Andrade

Personal information
- Full name: João Henrique de Andrade Amaral
- Date of birth: 13 October 1981 (age 43)
- Place of birth: São Paulo, Brazil
- Height: 1.74 m (5 ft 9 in)
- Position(s): Midfielder

Team information
- Current team: Audax Rio

Senior career*
- Years: Team / Apps / (Gls)
- 1998–1999: Mirassol
- 2000–2002: Santos
- 2003: América (Mexico) / 13 / (1)
- 2003–2005: Santa Cruz / 30 / (6)
- 2006: Vasco da Gama / 14 / (2)
- 2006–2007: Sporting Braga / 11 / (1)
- 2007–2008: Vasco da Gama / 0 / (0)
- 2008: Cádiz
- 2008–2009: Sport Recife
- 2010: Coritiba
- 2012: Linense
- 2012: Brasiliense
- 2013–2015: Audax Rio
- 2014–2015: Red Bull Brasil

= Andrade (footballer, born 1981) =

Brazilian footballer

João Henrique de Andrade Amaral (born 13 October 1981, in São Paulo) is a Brazilian footballer, who plays as a midfielder, and is currently a free agent.

==Football career==
Andrade born in São Paulo, one of the two cities famous of football and its products (another is Rio de Janeiro). After his contract with Vasco da Gama finished, he joined Sporting Braga in January 2007, signed a contract last until 30 June 2010.
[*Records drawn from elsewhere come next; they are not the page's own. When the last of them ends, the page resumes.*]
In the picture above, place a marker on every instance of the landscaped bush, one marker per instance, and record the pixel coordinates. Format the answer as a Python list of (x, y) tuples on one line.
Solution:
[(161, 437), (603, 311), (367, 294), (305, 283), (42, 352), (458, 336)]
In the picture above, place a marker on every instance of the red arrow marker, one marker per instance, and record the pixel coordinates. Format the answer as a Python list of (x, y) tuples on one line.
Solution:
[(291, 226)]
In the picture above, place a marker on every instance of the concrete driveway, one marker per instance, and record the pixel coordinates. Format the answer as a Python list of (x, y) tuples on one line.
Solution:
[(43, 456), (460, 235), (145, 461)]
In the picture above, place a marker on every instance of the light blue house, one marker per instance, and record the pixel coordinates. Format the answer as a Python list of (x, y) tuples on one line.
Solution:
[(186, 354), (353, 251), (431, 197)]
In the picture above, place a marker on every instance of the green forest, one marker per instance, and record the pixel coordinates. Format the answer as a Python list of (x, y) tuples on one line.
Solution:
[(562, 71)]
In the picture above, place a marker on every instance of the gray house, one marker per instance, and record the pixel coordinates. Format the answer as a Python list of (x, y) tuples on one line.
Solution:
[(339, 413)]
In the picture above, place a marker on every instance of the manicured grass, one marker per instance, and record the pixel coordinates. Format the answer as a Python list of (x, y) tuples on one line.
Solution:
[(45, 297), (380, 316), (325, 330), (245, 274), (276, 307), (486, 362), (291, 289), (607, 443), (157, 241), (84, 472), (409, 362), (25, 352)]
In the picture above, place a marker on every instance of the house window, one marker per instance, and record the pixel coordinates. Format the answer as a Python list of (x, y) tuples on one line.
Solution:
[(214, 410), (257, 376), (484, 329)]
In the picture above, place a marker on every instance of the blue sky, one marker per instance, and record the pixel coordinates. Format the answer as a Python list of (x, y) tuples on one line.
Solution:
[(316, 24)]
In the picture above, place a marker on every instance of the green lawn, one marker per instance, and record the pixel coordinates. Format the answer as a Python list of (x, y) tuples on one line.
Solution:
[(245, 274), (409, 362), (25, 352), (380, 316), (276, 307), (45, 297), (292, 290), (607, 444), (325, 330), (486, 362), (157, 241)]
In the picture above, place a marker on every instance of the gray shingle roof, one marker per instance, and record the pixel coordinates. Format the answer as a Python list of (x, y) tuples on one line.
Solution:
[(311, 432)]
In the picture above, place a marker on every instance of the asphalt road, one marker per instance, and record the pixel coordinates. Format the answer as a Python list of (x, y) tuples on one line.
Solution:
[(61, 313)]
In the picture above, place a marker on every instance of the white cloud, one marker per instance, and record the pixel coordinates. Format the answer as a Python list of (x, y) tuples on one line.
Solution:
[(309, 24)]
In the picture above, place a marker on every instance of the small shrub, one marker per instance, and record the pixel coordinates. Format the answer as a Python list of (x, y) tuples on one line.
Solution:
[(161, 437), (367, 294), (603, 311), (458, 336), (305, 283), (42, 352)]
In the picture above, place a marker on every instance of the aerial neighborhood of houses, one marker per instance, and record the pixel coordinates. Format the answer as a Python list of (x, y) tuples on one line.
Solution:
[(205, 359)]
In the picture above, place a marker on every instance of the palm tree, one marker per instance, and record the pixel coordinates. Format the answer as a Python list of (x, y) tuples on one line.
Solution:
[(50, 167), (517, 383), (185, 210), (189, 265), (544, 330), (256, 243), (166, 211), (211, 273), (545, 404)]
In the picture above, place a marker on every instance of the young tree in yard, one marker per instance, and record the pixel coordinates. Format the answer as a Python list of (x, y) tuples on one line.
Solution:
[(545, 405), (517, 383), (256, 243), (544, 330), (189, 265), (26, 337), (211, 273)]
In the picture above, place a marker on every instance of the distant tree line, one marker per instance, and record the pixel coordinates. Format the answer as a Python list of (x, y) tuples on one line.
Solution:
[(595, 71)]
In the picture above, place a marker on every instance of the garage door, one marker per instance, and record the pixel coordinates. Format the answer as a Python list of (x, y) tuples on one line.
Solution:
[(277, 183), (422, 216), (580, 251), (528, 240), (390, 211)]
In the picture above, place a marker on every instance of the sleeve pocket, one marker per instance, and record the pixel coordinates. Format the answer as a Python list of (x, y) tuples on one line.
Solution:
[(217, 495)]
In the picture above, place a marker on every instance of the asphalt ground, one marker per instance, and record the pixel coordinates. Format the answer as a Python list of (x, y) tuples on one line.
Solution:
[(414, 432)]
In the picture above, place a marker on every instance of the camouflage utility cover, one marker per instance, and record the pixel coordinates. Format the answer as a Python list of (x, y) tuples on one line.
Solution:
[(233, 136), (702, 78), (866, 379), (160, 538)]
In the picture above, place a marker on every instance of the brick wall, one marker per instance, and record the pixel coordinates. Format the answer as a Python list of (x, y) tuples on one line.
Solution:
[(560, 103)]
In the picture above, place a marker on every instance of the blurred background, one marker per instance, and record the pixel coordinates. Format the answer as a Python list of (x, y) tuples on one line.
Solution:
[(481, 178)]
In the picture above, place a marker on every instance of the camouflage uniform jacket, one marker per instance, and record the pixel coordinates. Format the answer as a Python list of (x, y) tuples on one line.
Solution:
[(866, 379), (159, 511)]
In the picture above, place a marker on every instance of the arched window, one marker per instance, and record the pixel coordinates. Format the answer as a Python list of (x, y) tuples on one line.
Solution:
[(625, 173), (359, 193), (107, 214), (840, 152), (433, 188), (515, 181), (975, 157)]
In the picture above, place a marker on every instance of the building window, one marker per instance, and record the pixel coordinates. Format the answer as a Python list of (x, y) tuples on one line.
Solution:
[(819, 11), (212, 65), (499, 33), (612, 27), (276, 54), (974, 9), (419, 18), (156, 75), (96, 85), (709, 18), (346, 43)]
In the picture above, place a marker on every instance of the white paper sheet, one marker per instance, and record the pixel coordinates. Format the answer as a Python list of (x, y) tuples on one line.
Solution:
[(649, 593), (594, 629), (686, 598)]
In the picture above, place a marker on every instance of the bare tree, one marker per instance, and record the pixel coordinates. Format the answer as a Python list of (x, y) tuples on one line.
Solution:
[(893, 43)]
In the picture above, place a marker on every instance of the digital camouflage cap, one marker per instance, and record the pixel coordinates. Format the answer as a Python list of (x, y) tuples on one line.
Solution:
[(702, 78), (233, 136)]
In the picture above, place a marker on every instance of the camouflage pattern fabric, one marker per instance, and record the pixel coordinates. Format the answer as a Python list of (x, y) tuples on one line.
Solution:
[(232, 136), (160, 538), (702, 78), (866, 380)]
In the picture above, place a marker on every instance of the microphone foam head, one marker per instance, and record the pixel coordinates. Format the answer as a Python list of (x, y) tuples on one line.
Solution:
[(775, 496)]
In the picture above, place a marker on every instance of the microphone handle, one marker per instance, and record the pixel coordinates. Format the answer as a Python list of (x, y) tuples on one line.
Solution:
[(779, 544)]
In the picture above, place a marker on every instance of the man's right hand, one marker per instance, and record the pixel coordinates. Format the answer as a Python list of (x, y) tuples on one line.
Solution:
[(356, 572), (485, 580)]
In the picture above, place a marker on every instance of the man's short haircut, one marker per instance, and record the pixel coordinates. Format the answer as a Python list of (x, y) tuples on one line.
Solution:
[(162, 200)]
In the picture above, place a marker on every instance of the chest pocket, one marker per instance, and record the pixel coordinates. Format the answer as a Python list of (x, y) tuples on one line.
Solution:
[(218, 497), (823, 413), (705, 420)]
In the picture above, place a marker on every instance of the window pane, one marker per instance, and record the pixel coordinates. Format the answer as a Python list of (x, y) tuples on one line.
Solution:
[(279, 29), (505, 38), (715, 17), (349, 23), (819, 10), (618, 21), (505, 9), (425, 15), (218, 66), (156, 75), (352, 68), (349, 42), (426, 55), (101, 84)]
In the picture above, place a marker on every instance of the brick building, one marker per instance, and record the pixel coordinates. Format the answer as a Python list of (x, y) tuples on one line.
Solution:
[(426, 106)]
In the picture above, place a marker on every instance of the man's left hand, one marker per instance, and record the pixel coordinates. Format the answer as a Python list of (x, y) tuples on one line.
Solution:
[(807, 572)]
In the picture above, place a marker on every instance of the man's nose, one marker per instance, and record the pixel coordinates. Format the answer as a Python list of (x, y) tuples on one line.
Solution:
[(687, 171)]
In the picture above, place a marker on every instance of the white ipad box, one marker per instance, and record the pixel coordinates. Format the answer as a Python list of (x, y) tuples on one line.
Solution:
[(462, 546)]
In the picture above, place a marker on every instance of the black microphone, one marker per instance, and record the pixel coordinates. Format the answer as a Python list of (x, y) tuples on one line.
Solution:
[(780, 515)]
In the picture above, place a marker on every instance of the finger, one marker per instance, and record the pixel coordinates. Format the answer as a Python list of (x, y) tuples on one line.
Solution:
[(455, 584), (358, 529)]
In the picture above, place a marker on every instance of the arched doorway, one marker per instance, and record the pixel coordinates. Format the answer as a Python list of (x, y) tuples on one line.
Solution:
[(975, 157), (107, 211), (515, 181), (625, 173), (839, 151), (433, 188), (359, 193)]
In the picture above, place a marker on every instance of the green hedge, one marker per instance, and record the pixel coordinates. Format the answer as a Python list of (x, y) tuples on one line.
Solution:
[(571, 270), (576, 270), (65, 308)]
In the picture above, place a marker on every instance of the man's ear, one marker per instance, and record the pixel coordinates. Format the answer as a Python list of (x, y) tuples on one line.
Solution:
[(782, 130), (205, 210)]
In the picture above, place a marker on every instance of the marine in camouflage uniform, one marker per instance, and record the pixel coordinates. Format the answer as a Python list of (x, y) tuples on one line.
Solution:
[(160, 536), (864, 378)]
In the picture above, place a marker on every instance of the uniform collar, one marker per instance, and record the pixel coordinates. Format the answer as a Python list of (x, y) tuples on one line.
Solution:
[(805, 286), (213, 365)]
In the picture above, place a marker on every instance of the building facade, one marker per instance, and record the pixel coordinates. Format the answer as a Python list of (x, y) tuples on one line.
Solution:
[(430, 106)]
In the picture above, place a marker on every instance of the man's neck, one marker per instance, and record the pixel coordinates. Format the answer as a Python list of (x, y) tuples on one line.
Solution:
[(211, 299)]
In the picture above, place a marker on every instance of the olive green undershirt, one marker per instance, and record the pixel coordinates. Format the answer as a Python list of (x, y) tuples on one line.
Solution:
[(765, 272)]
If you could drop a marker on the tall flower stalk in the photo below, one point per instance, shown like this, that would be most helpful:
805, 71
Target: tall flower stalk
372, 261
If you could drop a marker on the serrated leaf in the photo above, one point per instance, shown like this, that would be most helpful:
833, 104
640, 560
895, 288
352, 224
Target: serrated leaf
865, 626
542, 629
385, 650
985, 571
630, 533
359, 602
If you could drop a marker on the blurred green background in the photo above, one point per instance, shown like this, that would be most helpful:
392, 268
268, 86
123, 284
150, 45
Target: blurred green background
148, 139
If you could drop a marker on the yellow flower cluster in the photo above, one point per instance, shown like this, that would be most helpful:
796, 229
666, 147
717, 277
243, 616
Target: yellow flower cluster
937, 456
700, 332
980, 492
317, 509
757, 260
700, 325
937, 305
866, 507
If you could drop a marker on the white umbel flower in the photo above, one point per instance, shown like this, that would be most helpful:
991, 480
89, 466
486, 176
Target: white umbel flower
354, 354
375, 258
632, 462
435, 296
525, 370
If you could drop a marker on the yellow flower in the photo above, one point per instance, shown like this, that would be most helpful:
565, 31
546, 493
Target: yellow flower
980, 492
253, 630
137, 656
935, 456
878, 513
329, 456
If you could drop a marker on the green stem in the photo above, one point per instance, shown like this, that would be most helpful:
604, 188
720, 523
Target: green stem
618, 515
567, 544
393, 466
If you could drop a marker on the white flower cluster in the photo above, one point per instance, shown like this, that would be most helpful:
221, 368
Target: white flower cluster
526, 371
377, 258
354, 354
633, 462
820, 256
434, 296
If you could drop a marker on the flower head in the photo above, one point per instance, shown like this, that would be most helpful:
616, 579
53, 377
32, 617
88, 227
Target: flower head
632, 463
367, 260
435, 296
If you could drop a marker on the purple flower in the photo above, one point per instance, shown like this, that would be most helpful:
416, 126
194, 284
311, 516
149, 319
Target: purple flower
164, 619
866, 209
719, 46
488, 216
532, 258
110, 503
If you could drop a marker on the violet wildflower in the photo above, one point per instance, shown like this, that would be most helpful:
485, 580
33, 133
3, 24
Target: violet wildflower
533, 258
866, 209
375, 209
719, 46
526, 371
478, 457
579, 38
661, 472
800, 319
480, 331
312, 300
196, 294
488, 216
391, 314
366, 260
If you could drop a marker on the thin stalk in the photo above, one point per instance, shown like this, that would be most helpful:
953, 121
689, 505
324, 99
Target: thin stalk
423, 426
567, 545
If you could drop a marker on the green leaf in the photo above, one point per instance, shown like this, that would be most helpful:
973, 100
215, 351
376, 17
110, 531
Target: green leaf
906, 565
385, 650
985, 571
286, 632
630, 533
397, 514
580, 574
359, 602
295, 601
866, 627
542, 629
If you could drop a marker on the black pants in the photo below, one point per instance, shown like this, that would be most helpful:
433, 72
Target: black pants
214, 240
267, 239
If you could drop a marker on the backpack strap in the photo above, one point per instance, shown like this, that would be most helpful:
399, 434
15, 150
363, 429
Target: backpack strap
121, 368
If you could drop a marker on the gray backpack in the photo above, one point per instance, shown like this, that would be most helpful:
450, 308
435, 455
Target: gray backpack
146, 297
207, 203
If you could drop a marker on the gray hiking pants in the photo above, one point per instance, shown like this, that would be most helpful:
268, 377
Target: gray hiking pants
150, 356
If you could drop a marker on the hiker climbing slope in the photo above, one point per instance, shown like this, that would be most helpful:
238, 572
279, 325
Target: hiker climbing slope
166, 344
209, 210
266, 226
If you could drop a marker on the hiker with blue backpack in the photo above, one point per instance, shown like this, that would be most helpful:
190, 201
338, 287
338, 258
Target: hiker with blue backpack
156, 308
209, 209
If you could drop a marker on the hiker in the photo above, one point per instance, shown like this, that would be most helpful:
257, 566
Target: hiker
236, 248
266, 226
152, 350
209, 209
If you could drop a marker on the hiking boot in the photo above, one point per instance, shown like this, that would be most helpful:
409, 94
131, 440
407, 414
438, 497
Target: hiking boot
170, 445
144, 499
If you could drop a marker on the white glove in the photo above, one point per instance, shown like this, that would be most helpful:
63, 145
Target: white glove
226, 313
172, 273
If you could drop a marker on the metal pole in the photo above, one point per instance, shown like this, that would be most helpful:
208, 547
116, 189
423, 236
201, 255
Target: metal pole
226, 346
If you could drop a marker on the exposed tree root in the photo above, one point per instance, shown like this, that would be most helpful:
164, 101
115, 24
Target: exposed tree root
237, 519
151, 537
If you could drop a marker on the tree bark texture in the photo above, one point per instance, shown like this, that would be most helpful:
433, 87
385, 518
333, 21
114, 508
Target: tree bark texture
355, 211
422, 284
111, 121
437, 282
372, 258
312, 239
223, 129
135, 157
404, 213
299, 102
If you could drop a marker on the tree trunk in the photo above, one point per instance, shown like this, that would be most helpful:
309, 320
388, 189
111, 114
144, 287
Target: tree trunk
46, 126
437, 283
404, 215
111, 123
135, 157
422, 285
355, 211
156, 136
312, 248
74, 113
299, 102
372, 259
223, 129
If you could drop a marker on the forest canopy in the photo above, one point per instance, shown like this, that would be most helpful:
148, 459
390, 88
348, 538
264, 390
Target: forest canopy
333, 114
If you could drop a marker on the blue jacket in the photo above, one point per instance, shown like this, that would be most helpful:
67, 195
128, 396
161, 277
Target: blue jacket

He was returned to Vasco da Gama in July 2007, signed a two-year deal.

While under contract with Vasco da Gama, Andrade agreed a pre-contract deal with Cádiz to join them in July 2008 on a 2-year deal with a further 1-year extension option. In 2009 he signed with Sport Recife.

In November 2009 Sport Recife released midfielder by mutual agreement, making him a free agent now. On 9 February 2010 Coritiba Foot Ball Club signed former Sport Recife midfielder on a free transfer.